Prefill/decode disaggregation#

Deploy LLMs with separated prefill and decode phases for better resource utilization and cost optimization.

Warning

This feature requires vLLM v1, which is the default engine. For legacy deployments using vLLM v0, upgrade to v1 first.

Prefill/decode disaggregation separates the prefill phase (processing input prompts) from the decode phase (generating tokens). This separation provides:

  • Independent optimization: You can optimize prefill separately from decode with different configurations.

  • Reduced interference: Prefill operations can interfere with decode operations and vice versa, degrading performance during unpredictable traffic spikes. Disaggregation removes this contention.

  • Independent scaling: You can scale each phase independently based on demand.

  • Cost optimization: You can use different node types for different workloads, taking advantage of heterogeneous clusters.

vLLM provides several KV transfer backends for disaggregated serving:

  1. NIXLConnector: Network-based KV cache transfer using NVIDIA Inference Xfer Library (NIXL) with support for various backends such as UCX, libfabric, and EFA. Simple setup with minimal configuration.

  2. LMCacheConnectorV1: Advanced caching solution with support for various storage backends, including integration with NIXL.

When to use prefill/decode disaggregation#

Consider this pattern when:

  • You have variable workload patterns with different resource needs for prefill vs decode.

  • You want to optimize costs by using different hardware for different phases.

  • Your application has high throughput requirements that benefit from decoupling prefill and decode.

Deploy with NIXLConnector#

NIXLConnector provides network-based KV cache transfer between prefill and decode servers with minimal configuration.

Prerequisites#

If you use ray-project/ray-llm Docker images, NIXL is already installed. Otherwise, install it:

uv pip install nixl

The NIXL wheel comes bundled with its supported backends (UCX, libfabric, EFA, etc.). These shared binaries may not be the latest version for your hardware and network stack. If you need the latest versions, install NIXL from source against the target backend library.
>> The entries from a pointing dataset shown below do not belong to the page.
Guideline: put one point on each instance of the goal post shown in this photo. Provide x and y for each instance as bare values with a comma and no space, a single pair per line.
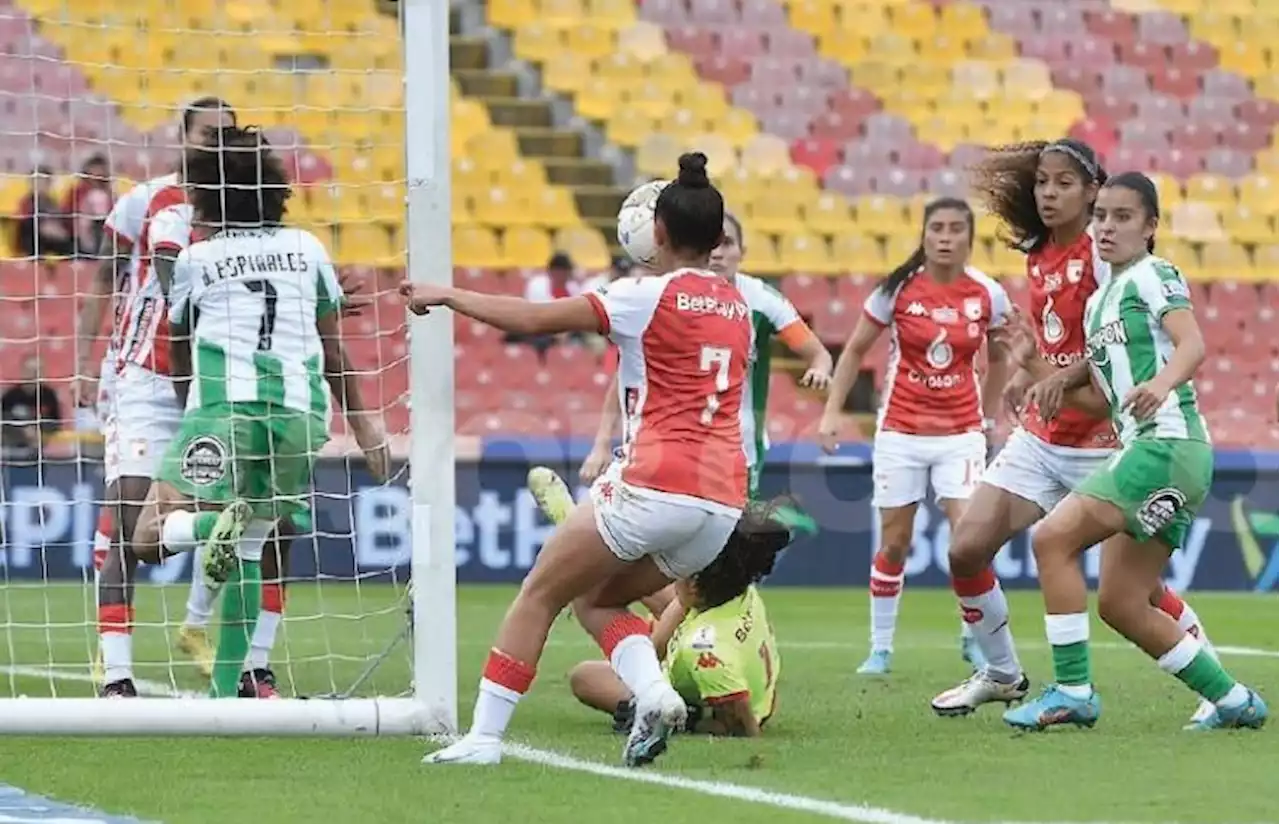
368,642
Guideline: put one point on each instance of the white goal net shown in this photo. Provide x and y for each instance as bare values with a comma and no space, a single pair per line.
91,104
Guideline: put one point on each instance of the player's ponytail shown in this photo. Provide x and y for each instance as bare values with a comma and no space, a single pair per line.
691,209
895,279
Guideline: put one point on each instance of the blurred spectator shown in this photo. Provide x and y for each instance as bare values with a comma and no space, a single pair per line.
30,412
87,205
42,225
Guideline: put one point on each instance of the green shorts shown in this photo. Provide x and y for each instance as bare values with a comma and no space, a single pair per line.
1159,484
254,452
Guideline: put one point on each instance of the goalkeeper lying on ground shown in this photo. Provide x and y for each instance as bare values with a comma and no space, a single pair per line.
714,640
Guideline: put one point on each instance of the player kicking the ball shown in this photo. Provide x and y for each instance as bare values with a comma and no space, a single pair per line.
254,314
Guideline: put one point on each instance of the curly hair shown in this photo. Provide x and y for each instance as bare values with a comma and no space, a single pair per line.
236,181
748,555
1005,183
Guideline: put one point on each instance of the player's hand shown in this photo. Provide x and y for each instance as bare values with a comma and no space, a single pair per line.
353,300
420,297
828,433
1144,399
816,379
597,462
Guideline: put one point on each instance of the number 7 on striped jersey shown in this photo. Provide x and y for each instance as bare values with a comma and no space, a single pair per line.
714,358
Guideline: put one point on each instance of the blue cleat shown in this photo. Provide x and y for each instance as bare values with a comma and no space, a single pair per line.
1251,714
1054,706
972,654
877,663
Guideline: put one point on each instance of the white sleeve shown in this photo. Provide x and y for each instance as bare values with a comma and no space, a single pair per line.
182,291
626,306
170,228
128,214
880,306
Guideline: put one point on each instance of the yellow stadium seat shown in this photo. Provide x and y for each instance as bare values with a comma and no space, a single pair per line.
828,214
615,13
476,246
498,207
1247,225
561,13
554,207
585,246
1223,260
807,253
1261,192
643,41
766,154
494,149
599,99
964,21
1210,188
657,155
536,41
629,127
589,39
760,253
1196,220
566,72
775,216
525,246
816,17
859,253
707,99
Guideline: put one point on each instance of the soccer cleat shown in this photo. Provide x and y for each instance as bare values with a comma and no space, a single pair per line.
219,552
467,750
257,683
1252,715
972,654
659,714
1054,706
551,493
977,690
193,642
122,689
877,663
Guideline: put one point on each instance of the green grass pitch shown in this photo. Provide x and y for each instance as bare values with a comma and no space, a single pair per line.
836,737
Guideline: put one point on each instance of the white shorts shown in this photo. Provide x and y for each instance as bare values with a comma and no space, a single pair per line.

See the NIXL installation guide for details.

Basic deployment#

The following example shows how to deploy with NIXLConnector:

from ray.serve.llm import LLMConfig, build_pd_openai_app
import ray.serve as serve

# Configure prefill instance
prefill_config = LLMConfig(
    model_loading_config={
        "model_id": "meta-llama/Llama-3.1-8B-Instruct"
    },
    engine_kwargs={
        "kv_transfer_config": {
            "kv_connector": "NixlConnector",
            "kv_role": "kv_both",
        }
    }
)

# Configure decode instance
decode_config = LLMConfig(
    model_loading_config={
        "model_id": "meta-llama/Llama-3.1-8B-Instruct"
    },
    engine_kwargs={
        "kv_transfer_config": {
            "kv_connector": "NixlConnector",
            "kv_role": "kv_both",
        }
    }
)

pd_config = dict(
    prefill_config=prefill_config,
    decode_config=decode_config,
)

app = build_pd_openai_app(pd_config)
serve.run(app)

Production YAML configuration#

For production deployments, use a YAML configuration file:

# Example: Basic NIXLConnector configuration for prefill/decode disaggregation
# nixl_config.yaml

applications:
  - args:
      prefill_config:
        model_loading_config:
          model_id: meta-llama/Llama-3.1-8B-Instruct
        engine_kwargs:
          kv_transfer_config:
            kv_connector: NixlConnector
            kv_role: kv_producer
            engine_id: engine1
        deployment_config:
          autoscaling_config:
            min_replicas: 2
            max_replicas: 4
      
      decode_config:
        model_loading_config:
          model_id: meta-llama/Llama-3.1-8B-Instruct
        engine_kwargs:
          kv_transfer_config:
            kv_connector: NixlConnector
            kv_role: kv_consumer
            engine_id: engine2
        deployment_config:
          autoscaling_config:
            min_replicas: 6
            max_replicas: 10

    import_path: ray.serve.llm:build_pd_openai_app
    name: pd-disaggregation-nixl
    route_prefix: "/"

Deploy with:

serve deploy nixl_config.yaml

Configuration parameters#

  • kv_connector: Set to "NixlConnector" to use NIXL.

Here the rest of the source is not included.